Dr. Michael Pakaluk delivered the 2023 Edward Cardinal Egan lecture on April 29 at the Union League Club in New York City. He spoke on the family.
We have often heard that the family is the basic cell of society. But there are two ways of understanding this claim; let us call them “compositional” and “organic.” Compositional is to think of families as basic cells the way that Congressional districts are basic cells of states. The districts have some basis in history, but mainly they are a matter of state officials imposing a division from above. Organic, in contrast, is to think of the family as a natural unit which the government respects, the way that, say, a cow is a natural unit. It is not because the government decided it that the leg and head of a cow count as belonging to the same unit. The government is not free to gerrymander a cow and count the legs of one animal and the head of another part of the same cow. A cow is a natural organism, which has its unity and life from nature. This lecture is about how it is Catholic doctrine that families are basic cells of society in this organic sense, and what follows from that teaching.

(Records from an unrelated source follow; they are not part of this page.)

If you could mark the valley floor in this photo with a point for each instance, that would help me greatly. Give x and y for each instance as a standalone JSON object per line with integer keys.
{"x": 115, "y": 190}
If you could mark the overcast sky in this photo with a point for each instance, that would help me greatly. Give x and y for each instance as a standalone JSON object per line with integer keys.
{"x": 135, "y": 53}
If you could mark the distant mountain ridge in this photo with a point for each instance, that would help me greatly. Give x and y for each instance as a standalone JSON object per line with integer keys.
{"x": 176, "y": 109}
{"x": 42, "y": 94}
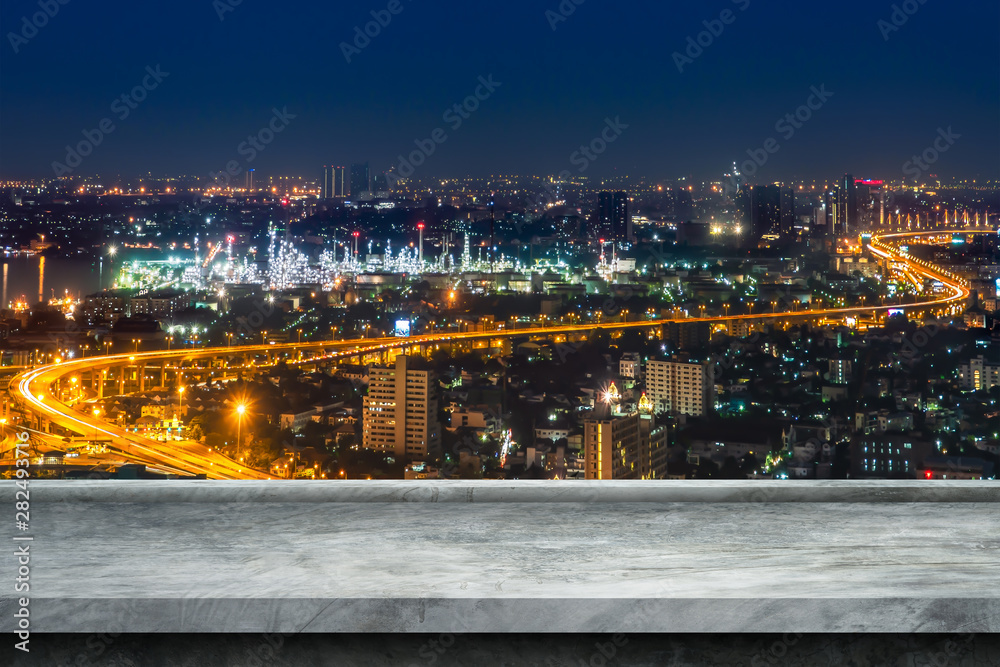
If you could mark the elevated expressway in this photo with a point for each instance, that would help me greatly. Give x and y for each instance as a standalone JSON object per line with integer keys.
{"x": 39, "y": 391}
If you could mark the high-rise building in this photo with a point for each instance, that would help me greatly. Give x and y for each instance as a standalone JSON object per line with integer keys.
{"x": 840, "y": 371}
{"x": 787, "y": 210}
{"x": 361, "y": 180}
{"x": 624, "y": 446}
{"x": 613, "y": 220}
{"x": 847, "y": 205}
{"x": 688, "y": 335}
{"x": 681, "y": 387}
{"x": 765, "y": 209}
{"x": 978, "y": 374}
{"x": 334, "y": 182}
{"x": 400, "y": 411}
{"x": 380, "y": 185}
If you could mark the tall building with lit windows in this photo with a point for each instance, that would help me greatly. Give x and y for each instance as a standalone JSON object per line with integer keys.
{"x": 681, "y": 387}
{"x": 334, "y": 182}
{"x": 978, "y": 375}
{"x": 400, "y": 411}
{"x": 361, "y": 180}
{"x": 613, "y": 220}
{"x": 621, "y": 445}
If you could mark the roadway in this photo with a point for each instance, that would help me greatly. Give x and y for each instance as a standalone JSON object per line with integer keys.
{"x": 32, "y": 389}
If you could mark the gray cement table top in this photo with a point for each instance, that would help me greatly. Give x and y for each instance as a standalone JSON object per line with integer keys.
{"x": 510, "y": 557}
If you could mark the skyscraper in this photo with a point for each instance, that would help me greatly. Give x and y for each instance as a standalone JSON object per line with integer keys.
{"x": 787, "y": 210}
{"x": 613, "y": 220}
{"x": 765, "y": 209}
{"x": 847, "y": 205}
{"x": 623, "y": 446}
{"x": 681, "y": 387}
{"x": 334, "y": 182}
{"x": 361, "y": 180}
{"x": 400, "y": 411}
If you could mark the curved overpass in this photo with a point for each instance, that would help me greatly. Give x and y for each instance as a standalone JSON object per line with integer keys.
{"x": 32, "y": 389}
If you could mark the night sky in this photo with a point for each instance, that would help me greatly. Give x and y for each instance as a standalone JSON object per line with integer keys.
{"x": 940, "y": 69}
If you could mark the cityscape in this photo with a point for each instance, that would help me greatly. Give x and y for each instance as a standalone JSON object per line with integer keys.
{"x": 557, "y": 334}
{"x": 337, "y": 327}
{"x": 466, "y": 263}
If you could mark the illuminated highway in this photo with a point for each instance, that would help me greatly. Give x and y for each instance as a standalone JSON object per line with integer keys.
{"x": 32, "y": 389}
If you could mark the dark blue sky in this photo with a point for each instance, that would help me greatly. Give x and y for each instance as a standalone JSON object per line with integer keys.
{"x": 607, "y": 59}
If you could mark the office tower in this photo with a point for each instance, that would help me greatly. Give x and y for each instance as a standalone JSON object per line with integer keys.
{"x": 624, "y": 446}
{"x": 680, "y": 386}
{"x": 326, "y": 187}
{"x": 764, "y": 209}
{"x": 400, "y": 411}
{"x": 787, "y": 210}
{"x": 688, "y": 336}
{"x": 613, "y": 220}
{"x": 683, "y": 204}
{"x": 334, "y": 182}
{"x": 978, "y": 374}
{"x": 840, "y": 371}
{"x": 380, "y": 185}
{"x": 847, "y": 205}
{"x": 361, "y": 182}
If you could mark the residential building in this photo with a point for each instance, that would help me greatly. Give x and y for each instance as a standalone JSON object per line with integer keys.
{"x": 978, "y": 375}
{"x": 624, "y": 446}
{"x": 613, "y": 221}
{"x": 888, "y": 455}
{"x": 400, "y": 411}
{"x": 630, "y": 366}
{"x": 681, "y": 387}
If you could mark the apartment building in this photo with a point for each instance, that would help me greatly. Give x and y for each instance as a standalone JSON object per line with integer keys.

Obviously families are not single organisms the way a cow is. And yet it is Catholic teaching that husband and wife are even more of a single organism than a cow. And their offspring are not strangers, utterly distinct from them. If you were asked to decide, is the newborn baby nursing at its mother’s breast and the mother herself one natural unit or two, the better answer would be that they are one. And along these lines we see immediately that the government’s authority to separate husband and wife, or mother from children, is extremely limited if not non-existent. It must respect those unities, because it is not responsible for them in the first place.